A Sea of Description Languages

From natural language to formal specification languages, almost all kind of languages have been proposed to be used for the description of requirements. However, the use of natural language is unavoidable, even if the problem can be specified formally, and the team believes that it is worth the effort, it is necessary to use natural language to communicate with end users.

To deal with the vagueness of natural language techniques have been proposed to write clearly and concisely by using short sentences, avoiding redundancy, using simple words, etc. Structured natural language approaches, like the Volere Template, enriches natural language with a structure that enforces some of the qualities of a requirements specification. These templates define the elements that a particular kind of requirement should have and provide check lists to enforce completeness. Additionally, to support traceability, they provide elements to describe dependences between requirements, the identification of the source of requirements, and the modules that implement them.
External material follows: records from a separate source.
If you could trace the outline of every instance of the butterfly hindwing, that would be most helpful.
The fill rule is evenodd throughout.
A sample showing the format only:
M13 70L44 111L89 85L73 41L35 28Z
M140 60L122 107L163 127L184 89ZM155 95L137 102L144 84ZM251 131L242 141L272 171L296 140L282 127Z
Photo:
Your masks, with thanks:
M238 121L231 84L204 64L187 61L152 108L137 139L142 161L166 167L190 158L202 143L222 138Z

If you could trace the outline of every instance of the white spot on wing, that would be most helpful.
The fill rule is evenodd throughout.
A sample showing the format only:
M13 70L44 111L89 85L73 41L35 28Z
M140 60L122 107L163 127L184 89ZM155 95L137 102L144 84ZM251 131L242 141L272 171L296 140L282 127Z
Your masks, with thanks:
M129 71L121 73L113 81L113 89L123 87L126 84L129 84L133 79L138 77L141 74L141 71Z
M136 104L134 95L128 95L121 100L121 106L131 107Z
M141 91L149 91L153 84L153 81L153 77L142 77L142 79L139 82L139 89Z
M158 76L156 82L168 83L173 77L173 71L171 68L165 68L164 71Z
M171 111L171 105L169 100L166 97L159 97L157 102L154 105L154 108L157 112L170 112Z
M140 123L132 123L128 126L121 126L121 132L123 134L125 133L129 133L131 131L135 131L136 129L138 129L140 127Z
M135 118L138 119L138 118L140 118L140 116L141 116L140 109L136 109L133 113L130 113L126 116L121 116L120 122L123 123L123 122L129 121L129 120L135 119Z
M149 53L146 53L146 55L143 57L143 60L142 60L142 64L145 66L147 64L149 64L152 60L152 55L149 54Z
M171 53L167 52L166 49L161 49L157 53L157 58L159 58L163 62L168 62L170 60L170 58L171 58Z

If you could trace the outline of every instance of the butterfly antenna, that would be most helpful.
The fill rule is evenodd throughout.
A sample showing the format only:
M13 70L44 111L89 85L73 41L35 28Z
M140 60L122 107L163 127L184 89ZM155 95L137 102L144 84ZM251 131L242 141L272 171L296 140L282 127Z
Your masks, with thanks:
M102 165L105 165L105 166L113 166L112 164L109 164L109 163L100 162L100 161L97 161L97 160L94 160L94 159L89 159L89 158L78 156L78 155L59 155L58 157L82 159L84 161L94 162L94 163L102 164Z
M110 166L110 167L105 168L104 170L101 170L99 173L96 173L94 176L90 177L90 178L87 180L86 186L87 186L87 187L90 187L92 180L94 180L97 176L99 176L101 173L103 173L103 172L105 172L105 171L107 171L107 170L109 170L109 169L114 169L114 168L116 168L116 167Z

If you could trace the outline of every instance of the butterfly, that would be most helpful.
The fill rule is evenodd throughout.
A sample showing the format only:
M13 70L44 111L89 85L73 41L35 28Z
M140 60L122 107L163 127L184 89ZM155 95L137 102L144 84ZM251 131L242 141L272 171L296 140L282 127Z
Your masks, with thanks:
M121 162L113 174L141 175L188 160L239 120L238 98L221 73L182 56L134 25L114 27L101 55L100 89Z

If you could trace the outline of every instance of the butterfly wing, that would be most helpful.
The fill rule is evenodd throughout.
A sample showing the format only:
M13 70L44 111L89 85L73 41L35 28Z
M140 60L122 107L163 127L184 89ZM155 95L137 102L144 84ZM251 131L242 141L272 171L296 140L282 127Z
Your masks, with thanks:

The structured natural languages have an implicit model which permits some level of checking of the requirement descriptions’ qualities. However, this verification is informal and human error-prone. Formal requirements specification languages make this model explicit to support the automatic verification of the requirement specifications’ qualities, like their consistency, which means that there are no two requirements which cannot be simultaneously implemented by a system.

In the middle of the spectrum between the use of natural and formal languages for requirements specification we can find semi-formal languages and notations, like UML, which allow descriptions that are closer to the implementation context. For instance, UML may be adequate if the system is going to be implement according to the object-oriented paradigm. UML intends to provide seamless a set of languages which cover from structured natural language, like for instance a use case description, to behavioral models, like for instance a statechart diagram, where the latter can be use for implementation or simulation. Some Model-driven engineering approaches extend UML to support executable descriptions and avoid the need of double validation, of the requirements specification and of the final software artefact.

Agile methods propose specification-by-example, where the requirements are described in terms of test-cases. By using specification-by-example the requirements have the verifiability quality, but they cannot be easily reviewed by other stakeholders than developers. Besides test-cases execution, reviews, formal verification and prototyping are the techniques used for requirements validation.

Which requirements specification languages to use and how formal they can be depends on the stakeholders ability to understands formal models and how sound should be the requirement descriptions. Critical systems, where the loss associated with failures is high, need a rigours verification of the quality of the requirements descriptions, which results in more costly systems which will take longer to develop.